Pakistan’s central bank forex reserves have reached an eight-year low of $5.6 billion, posing a significant challenge for the country in financing imports. Coupled with another $5.8 billion held by commercial banks, the country has a total of $11.4 billion in reserves, enough to pay for only three weeks of imports, according to traders and economists.
“This is a very grave situation. If things get worse, Pakistan will need to have its loans restructured,” said Mohammad Sohail, the head of economic watchdog Topline Securities in Karachi, alluding to a possible default.
Pakistan’s economy has been struggling amid a political crisis, a plummeting rupee, and high levels of inflation. Devastating floods and a global energy crisis have added further pressure. The latest data from the State Bank of Pakistan show that the country has half the foreign exchange reserves it held a year ago.
Servicing foreign debt and paying for crucial commodities such as medicine, food, and energy are among the chief concerns. Thousands of shipping containers are held up at a Karachi port because banks have been unable to guarantee foreign exchange payments. This cargo includes perishable foodstuffs and medical equipment worth tens of millions of dollars. “A major hospital in Karachi could not carry out eye surgeries for a month because of a lack of equipment,” said Masood Ahmed, chairman of the Healthcare Devices Association of Pakistan.

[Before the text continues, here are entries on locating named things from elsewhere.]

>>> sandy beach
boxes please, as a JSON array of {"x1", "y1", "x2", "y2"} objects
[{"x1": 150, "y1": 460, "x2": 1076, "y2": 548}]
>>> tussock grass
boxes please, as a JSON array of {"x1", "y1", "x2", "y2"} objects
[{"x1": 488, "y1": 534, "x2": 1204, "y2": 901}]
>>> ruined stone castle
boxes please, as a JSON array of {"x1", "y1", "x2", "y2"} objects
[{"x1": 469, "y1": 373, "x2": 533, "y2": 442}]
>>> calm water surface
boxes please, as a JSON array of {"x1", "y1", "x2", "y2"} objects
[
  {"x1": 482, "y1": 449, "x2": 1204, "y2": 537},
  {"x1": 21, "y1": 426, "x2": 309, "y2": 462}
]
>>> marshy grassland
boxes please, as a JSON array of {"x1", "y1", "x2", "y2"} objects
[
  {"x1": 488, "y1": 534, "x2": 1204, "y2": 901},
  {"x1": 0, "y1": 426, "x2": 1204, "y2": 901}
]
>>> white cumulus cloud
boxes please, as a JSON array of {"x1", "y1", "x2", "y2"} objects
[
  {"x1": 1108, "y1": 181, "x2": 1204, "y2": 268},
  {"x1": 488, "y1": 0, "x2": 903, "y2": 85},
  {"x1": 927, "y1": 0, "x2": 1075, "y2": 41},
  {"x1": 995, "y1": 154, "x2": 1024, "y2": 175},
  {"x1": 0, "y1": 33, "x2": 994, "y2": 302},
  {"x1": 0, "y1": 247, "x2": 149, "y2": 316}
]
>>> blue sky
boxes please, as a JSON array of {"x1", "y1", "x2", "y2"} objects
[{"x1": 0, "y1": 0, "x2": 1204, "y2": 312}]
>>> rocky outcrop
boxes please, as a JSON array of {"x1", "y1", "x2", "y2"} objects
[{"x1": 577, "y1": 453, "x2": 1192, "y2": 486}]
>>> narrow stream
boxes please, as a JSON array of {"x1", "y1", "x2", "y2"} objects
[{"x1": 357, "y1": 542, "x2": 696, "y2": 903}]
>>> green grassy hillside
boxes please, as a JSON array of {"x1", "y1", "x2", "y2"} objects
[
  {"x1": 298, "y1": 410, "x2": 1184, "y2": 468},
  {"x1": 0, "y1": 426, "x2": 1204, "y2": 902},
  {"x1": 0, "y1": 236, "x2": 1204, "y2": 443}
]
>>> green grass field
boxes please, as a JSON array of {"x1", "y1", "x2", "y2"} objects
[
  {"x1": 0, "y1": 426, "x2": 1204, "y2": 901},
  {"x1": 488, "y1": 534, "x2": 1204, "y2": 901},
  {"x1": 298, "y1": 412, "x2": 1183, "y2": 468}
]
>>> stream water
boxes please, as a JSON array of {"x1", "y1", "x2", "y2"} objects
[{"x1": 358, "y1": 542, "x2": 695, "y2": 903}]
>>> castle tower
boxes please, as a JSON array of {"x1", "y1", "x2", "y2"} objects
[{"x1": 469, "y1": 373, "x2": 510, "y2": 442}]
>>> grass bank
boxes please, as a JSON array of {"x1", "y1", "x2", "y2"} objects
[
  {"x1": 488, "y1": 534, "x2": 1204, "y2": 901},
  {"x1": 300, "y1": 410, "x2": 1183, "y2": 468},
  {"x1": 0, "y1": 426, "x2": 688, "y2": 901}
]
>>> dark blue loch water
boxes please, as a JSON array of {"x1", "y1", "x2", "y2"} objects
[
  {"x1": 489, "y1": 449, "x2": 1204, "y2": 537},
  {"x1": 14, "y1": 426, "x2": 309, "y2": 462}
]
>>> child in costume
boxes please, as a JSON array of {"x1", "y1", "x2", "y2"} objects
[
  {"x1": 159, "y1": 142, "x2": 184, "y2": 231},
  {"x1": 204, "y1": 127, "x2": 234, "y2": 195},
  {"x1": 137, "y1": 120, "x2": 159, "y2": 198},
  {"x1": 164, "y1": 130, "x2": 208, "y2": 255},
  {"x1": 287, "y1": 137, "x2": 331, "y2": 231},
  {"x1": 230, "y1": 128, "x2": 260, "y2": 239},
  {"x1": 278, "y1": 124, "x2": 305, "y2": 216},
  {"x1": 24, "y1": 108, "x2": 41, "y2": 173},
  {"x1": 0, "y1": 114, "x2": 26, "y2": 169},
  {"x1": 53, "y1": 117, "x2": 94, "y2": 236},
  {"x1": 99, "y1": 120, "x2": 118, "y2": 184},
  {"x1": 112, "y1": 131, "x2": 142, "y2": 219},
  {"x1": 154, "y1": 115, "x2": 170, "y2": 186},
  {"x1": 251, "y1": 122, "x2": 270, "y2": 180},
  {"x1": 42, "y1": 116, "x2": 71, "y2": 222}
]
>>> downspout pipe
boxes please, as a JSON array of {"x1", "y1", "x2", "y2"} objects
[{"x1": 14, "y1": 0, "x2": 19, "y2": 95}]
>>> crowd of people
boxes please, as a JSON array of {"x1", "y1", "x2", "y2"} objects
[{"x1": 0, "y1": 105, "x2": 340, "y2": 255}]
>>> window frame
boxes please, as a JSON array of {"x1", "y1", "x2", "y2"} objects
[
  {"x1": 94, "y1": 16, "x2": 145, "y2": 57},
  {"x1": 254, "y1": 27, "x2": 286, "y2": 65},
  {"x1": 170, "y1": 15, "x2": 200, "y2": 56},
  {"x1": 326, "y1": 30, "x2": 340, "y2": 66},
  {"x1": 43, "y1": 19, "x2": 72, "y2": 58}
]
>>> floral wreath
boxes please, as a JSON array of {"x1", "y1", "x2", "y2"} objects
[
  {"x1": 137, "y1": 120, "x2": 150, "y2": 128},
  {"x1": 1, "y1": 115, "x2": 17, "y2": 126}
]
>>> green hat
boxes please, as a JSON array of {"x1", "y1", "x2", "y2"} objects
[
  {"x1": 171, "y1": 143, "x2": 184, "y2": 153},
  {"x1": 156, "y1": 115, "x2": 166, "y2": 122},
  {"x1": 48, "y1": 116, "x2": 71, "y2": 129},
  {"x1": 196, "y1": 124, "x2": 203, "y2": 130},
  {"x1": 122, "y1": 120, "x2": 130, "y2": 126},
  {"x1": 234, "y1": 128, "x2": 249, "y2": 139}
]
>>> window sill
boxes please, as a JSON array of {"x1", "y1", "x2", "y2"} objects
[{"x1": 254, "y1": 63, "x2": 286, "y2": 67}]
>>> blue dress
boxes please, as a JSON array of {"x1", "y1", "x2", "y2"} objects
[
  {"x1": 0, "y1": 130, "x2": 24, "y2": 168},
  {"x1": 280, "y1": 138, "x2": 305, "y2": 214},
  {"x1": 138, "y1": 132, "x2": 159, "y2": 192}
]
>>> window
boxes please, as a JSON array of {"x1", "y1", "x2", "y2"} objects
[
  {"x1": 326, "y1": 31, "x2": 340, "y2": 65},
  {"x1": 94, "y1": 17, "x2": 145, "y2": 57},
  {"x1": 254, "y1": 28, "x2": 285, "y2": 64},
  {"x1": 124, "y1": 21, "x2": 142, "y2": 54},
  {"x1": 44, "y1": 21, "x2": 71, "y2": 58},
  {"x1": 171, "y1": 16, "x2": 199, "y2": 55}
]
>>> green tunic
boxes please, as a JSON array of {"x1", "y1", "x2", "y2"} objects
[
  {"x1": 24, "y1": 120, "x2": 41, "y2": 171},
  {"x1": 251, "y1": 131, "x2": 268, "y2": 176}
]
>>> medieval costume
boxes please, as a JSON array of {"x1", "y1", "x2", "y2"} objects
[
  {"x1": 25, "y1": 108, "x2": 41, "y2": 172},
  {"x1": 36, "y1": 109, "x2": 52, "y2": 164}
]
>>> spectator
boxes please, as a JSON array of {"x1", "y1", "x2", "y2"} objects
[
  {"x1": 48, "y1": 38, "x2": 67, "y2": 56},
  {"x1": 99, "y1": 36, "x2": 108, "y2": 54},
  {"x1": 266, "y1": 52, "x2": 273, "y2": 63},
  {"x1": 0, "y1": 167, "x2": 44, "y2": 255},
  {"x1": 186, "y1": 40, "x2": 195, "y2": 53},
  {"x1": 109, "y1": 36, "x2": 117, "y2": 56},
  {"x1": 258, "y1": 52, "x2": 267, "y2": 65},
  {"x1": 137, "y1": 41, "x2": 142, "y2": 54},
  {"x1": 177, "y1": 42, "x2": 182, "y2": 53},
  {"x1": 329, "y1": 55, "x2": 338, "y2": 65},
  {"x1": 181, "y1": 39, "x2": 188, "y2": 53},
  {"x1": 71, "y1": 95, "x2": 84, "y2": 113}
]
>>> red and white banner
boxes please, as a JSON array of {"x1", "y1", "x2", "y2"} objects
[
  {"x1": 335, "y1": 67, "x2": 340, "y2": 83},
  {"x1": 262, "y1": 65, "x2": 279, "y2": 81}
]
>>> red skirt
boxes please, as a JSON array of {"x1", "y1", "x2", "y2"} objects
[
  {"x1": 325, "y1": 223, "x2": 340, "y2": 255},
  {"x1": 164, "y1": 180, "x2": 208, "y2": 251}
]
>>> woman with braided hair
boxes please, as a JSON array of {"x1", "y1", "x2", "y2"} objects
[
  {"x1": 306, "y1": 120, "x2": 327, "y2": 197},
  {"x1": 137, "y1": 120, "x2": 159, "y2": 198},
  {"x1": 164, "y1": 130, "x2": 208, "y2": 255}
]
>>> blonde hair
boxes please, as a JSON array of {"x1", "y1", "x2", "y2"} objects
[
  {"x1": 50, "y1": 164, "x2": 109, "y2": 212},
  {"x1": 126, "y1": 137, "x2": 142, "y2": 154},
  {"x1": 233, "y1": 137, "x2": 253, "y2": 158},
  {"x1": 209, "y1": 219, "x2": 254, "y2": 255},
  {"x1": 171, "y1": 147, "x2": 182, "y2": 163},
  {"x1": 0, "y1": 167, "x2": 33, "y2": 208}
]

Successive governments have failed to shore up multilateral or bilateral aid to meet foreign payments. However, a $6 billion International Monetary Fund (IMF) deal was restarted after Pakistan finally met conditions such as ending subsidies on fuel. But Islamabad has so far only received half the funds, with the last payment in August and a further review of the package ongoing. “All hopes are pinned on the release of the remaining amount,” Sohail said.
Pakistan often looks for financial rescue from allies, including China and Saudi Arabia, but analysts say the two countries are holding off until Pakistan gets the IMF green light. Prime Minister Shehbaz Sharif spoke with both his Chinese counterpart and the IMF managing director on Thursday. The Chinese premier informed Sharif that China stands with Islamabad in this difficult situation, according to Sharif. On Friday, the leader of Pakistan’s powerful military was in the Saudi capital, where he was reportedly pushing for financial relief.